Historical changes in the importance of climate and land use as determinants of Dutch pollinator distributions

Aim Species distribution models are often used to project species distributions to different environmental conditions. However, most models do not consider whether the importance of abiotic factors may change over time. If they change, this has implications for the assessment of how abiotic changes affect species distributions. Here, we use spatially explicit historical data on species occurrences, climate and land use to test whether the importance of different climatic and land‐use drivers as determinants of species distributions has remained constant over a period of > 60 years (1951–2014). Location The Netherlands.

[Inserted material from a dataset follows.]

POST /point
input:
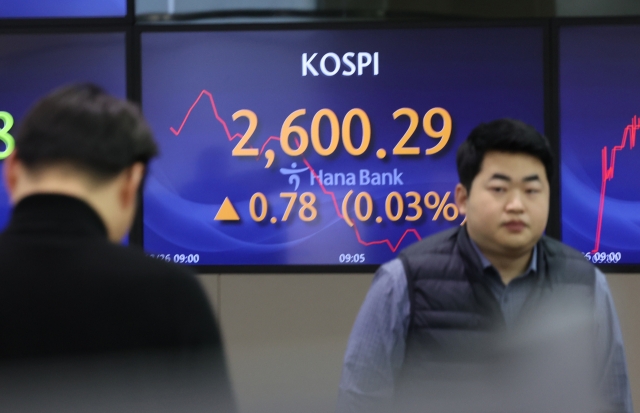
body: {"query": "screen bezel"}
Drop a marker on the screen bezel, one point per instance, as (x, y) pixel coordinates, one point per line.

Methods Using species distribution models and a comprehensive country‐wide dataset at 5 × 5 km resolution, we modelled the distribution of a total of 398 pollinator species (bees, butterflies and hoverflies) for three periods (1951–1970, 1971–1990 and 1998–2014). We then evaluated whether the importance of variables related to climate (precipitation, temperature) and land use (landscape composition and habitat fragmentation) in determining pollinator distributions has changed over time. Results Variables related to landscape composition were highly important in determining pollinator distributions in all periods. Precipitation was generally less important than temperature, and habitat fragmentation less than landscape composition. Land‐use variables remained equally important across time for all pollinator groups, except for bees where the importance of habitat fragmentation decreased significantly over time. Among climate variables, the importance of precipitation did not change across time for any pollinator group. However, the importance of temperature increased significantly in recent times for bees and hoverflies. Main conclusions Determinants of species distributions can change in their importance over time when changes in the magnitude and range of environmental conditions occur. Given future temperature rises, our results imply that species distribution models calibrated with current climatic conditions may not adequately predict the future importance of environmental factors in driving species distributions.